Parenting a College Freshman
Your student, along with two million others, is about to enter a time at once exciting and frightening, a period of joy, pain, discovery and disappointment. These students are beginning four to five years of their lives that they'll complete as much different persons than they began.
And, like it or not, you're entering this period with your son or daughter. You'll experience the same happiness and defeats as they - second - hand, but just as vividly or achingly.
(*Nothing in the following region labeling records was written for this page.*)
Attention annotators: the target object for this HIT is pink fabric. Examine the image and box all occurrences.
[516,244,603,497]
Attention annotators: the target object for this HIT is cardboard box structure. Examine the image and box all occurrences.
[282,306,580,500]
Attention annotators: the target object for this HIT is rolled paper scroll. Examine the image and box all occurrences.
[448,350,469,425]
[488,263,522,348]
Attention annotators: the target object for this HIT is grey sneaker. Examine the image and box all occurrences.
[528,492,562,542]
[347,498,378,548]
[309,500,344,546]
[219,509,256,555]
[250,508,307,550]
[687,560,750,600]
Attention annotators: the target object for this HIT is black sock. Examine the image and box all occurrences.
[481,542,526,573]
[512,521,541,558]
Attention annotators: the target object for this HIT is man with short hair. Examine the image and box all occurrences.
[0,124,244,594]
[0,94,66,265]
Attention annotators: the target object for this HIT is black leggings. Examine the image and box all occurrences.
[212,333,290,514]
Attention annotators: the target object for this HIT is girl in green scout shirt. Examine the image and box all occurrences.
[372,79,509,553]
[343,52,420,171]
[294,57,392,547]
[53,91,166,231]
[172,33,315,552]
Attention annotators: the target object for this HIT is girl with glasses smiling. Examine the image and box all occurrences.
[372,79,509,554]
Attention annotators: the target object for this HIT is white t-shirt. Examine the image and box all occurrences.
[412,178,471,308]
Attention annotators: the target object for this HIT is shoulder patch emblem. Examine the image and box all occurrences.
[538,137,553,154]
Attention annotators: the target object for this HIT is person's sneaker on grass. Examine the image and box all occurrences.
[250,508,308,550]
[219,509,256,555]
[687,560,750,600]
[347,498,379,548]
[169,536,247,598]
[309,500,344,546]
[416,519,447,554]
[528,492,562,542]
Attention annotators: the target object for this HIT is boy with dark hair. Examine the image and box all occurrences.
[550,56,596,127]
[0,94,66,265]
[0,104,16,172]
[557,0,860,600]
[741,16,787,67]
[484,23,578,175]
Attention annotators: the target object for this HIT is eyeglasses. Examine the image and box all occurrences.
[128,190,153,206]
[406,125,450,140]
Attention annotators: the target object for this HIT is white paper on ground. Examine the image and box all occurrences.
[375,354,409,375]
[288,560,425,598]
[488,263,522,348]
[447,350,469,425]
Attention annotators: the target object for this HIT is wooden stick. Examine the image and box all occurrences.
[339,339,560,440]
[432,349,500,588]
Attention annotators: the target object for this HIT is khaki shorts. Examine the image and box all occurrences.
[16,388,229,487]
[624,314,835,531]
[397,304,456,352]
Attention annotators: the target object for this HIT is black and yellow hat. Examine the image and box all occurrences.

So, watch and wait and worry and accept and understand. Your children will be happier for your efforts. So will you.
Rule # 1
Don't Ask Them if They're Homesick
The power of associations can be a dangerous thing. (A friend once told me "The idea of being homesick didn't even occur to me, what with all the new things that were going on, until my mom called one of the first weekends and asked 'Are you home sick?' Then it hit me.")
Rule # 2
Write (Even if They Don't Write Back)
Although freshmen are typically eager to experience all the away from home independence they can in those first few weeks, most are still anxious for family ties and the security those ties bring. There's nothing more depressing than a week of empty mailboxes.
Rule # 3
Ask Questions (But not Too Many)
College freshmen are "Cool" (or so they think) and have a tendency to resent interference with their new-found lifestyle, but most still desire the security of knowing that someone is still interested in them.
Rule # 4
Expect Change (But Not Too Much)
Your student will change (either drastically within the first months or slowly over a few years - or somewhere in between). It's natural, inevitable, and it can be inspiring and beautiful. Often, it's a pain in the neck.
Rule # 5
Don't Worry (Too Much) About Manic-Depressive Phone Calls or Letters
Parenting can be a thankless job, especially during the college years. It's a lot of give and only a little take. Often when troubles become too much for a freshman to handle (bad test, relationship, shrunken T-shirt all in one day) the only place to turn, write or dial is home.
Rule # 6
Visit (But Not Too Often)
Visits by parents (especially when accompanied by shopping sprees and/or dinners out) are another part of the first-year events that freshman are reluctant to admit liking, but would appreciate greatly.
Rule # 7
Do Not Tell Your Student That "These Are the Best Years of Their Lives"
Freshman year (and the other three or four as well) can be full of indecision, insecurities, disappointments and, most of all mistakes. They're also full of discovery, inspiration, good times and people but, except in retrospect, it's not the good that stands out.
Rule # 8
Finding oneself is a difficult enough process without feeling that the people whose opinions you respect most are second-guessing your own second-guessing.